Tal vez no estemos como China ni como México, donde el esmog fotoquímico es causado por una enorme cantidad de gases de combustibles fósiles que reaccionan con la luz UV que irradia sol… Pero es seguro que en unos años ese mismo fenómeno existirá acá.

Ahora con el tiempo ha existido el cambio climático, que muchos dicen que es solo un concepto, nada tan grandemente establecido, que otros dicen que no es cierto, pero uno mismo es capaz de sentir el cambio del clima. 

Antes sentíamos fresco y correntías de aire, ahora solo se sienten calores eternos por las tardes y que luego caen unas cuantas gotas de agua del cielo en la noche para hacer más calor. Siempre debido al crecimiento poblacional y a la contaminación, hecho que viene desde el acontecimiento de la Revolución Industrial en siglo XVIII.
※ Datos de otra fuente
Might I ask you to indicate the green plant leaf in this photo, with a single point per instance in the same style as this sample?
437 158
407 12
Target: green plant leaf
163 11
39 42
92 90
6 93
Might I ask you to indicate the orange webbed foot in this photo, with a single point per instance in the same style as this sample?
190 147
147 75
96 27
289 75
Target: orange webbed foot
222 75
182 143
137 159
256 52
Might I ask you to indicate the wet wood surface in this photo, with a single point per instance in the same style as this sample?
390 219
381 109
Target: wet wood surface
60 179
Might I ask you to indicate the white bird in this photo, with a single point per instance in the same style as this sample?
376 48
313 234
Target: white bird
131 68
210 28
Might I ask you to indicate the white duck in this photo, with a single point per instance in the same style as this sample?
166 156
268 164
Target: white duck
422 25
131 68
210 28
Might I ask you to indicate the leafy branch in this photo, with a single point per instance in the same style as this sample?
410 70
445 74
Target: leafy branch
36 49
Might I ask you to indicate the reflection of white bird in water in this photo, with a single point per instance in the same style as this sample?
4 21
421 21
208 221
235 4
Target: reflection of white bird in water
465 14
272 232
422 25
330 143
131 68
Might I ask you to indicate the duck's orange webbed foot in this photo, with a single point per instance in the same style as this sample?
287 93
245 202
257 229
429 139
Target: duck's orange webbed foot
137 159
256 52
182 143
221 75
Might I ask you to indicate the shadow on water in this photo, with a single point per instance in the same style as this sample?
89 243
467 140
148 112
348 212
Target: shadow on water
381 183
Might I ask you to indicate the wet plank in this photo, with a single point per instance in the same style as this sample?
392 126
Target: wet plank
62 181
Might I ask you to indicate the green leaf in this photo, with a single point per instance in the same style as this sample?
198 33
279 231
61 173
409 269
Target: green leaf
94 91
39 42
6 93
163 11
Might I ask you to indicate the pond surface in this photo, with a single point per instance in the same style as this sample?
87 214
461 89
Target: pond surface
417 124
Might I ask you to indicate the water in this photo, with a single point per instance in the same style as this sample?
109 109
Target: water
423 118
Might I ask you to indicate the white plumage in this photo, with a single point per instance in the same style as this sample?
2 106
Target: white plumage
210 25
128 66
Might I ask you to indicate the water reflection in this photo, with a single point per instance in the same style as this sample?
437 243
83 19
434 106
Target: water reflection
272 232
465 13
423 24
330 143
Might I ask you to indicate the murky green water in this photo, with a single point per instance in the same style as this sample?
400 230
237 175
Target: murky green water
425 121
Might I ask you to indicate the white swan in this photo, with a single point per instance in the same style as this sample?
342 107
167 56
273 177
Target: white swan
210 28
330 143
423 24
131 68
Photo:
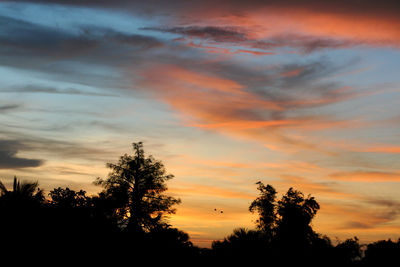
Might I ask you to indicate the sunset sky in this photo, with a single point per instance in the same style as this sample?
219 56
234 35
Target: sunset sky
293 93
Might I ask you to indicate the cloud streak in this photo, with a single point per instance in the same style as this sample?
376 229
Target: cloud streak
9 158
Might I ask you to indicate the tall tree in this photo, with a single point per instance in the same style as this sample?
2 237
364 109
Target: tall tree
137 184
295 215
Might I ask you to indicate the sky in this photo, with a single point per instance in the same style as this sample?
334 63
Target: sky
302 94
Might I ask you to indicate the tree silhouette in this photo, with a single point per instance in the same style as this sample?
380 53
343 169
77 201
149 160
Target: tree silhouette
25 191
136 185
264 205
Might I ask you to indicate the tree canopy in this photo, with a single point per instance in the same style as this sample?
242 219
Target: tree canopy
137 184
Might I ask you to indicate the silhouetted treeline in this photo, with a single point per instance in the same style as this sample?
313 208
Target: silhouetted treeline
126 223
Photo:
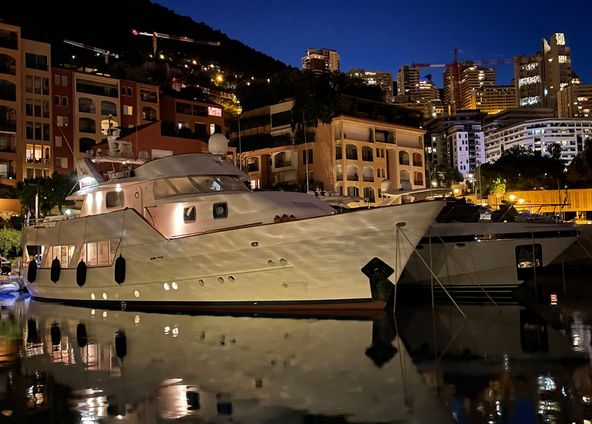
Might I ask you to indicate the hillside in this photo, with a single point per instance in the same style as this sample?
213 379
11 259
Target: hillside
108 25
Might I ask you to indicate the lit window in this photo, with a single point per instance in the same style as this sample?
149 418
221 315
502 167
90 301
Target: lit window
114 199
189 214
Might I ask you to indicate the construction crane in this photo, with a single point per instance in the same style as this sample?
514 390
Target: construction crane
98 50
156 35
456 68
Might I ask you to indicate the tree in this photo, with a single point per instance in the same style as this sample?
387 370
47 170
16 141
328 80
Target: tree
51 192
498 188
523 169
10 242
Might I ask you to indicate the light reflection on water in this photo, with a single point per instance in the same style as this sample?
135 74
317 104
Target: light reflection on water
527 362
75 364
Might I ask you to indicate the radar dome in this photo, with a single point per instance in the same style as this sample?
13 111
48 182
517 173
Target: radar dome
386 185
218 144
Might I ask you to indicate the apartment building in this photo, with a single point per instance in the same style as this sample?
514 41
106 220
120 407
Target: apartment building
25 112
11 126
349 156
571 134
140 103
190 118
382 79
407 80
456 141
538 78
63 119
321 60
474 78
575 101
493 99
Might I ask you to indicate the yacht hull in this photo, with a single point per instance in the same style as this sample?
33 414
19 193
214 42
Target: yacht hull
312 263
472 255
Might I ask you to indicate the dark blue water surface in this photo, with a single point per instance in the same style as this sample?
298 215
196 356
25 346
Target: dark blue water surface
524 361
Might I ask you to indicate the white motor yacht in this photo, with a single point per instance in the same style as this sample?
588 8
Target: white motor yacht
498 256
185 232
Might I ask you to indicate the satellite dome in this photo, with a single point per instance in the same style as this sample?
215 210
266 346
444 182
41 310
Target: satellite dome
218 144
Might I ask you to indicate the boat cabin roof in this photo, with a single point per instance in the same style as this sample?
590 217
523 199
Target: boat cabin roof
166 167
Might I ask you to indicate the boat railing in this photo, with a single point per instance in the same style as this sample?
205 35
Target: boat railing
46 221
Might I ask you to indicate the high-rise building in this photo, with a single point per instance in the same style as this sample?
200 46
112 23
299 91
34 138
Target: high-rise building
321 60
539 78
493 99
382 79
408 80
428 90
529 80
575 101
474 78
539 135
455 141
558 72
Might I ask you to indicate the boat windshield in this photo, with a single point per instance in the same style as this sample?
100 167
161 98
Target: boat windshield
182 186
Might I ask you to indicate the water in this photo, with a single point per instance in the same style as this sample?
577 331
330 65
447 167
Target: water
526 362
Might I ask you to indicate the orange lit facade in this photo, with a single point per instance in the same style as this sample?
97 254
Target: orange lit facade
63 116
11 127
140 103
192 118
25 99
349 156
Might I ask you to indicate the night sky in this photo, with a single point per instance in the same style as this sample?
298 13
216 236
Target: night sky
383 34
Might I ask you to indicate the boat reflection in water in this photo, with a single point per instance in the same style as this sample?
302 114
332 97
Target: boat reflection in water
142 367
502 365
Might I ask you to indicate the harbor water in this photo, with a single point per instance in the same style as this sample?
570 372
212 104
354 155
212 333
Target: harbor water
526 360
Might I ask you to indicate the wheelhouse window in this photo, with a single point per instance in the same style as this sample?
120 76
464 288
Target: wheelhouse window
99 253
220 210
184 186
62 252
189 214
114 199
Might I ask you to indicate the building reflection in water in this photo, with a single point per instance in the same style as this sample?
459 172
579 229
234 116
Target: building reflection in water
145 367
502 364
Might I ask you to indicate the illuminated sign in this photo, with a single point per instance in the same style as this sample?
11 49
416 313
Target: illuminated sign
214 111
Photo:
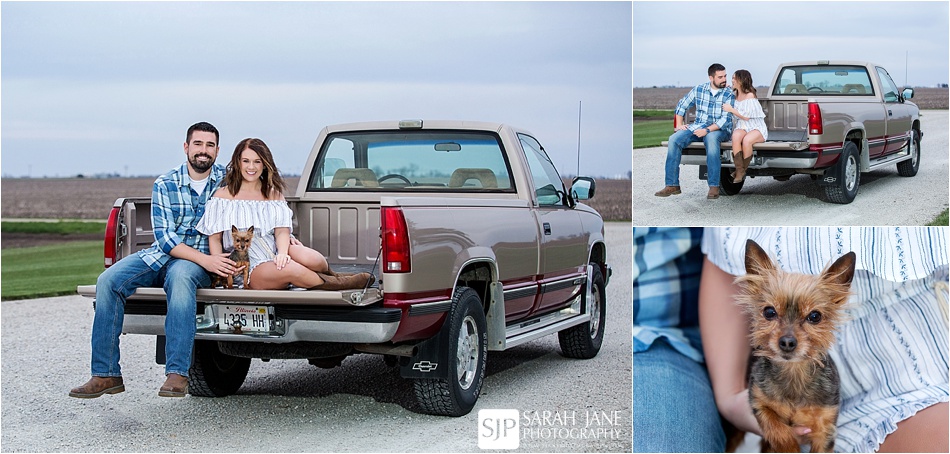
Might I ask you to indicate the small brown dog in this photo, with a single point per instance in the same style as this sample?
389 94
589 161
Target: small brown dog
792 379
242 243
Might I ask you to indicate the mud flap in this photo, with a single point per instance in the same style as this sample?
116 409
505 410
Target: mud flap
426 363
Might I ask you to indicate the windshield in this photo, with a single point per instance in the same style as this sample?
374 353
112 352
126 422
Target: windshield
422 161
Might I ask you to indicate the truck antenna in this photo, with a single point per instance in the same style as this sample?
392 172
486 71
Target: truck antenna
579 103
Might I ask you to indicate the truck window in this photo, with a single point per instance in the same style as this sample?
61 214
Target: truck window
887 86
547 183
418 161
824 80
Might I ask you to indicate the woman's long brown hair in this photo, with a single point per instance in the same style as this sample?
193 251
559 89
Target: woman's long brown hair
270 178
745 83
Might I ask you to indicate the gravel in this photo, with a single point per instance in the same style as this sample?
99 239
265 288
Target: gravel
884 197
289 405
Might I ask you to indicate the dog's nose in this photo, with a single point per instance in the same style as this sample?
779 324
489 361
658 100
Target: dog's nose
787 343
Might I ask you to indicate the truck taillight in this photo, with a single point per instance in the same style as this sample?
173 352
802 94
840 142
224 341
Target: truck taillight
814 118
395 241
112 226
La verdad es que no sé si antes las personas eran menos cochinas que ahora, pero puedo decir que la causa de los basureros no registrados, que vemos en las calles, detrás de las cercas, en terrenos de nadie, son las personas que no han tenido una educación ambiental, o que no les importa realmente, o que simplemente no tienen valores ni conocimiento alguno del daño que están haciendo al botar la basura en el lugar que se les plazca y cerca de sus casas, en donde ellos mismos están produciendo las enfermedades. 

Esto puede causar lixiviados, químicos o sustancias que entran al suelo y que contaminan a este y que pueden contaminar también las aguas subterráneas.

Y el mismo sofoque, calor, tráfico, basura, contaminación va haciendo, poco a poco, menos tolerantes a las personas. Muchos vamos viviendo una vida con querer un cambio, pero que muchos solo contradicen estas ideas y aportan al subdesarrollo.

Las personas debemos cambiar de mentalidad y dejar de vivir de las redes sociales, de la vida de los demás, de los problemas con otras personas, de quejarse tanto y comenzar a planear una vida exitosa llena de estudios y dedicación y aportar soluciones. 

Sin un cambio de pensamiento, la pobre Nicaragua, que cada vez más sorprende con las tragedias que pasan en ella, sin ese cambio, vamos a seguir estancados, y los muchos que queremos hacer un cambio, vamos a morir como héroes no reconocidos en simples lápidas en un cementerio olvidado con pilas de basura encima.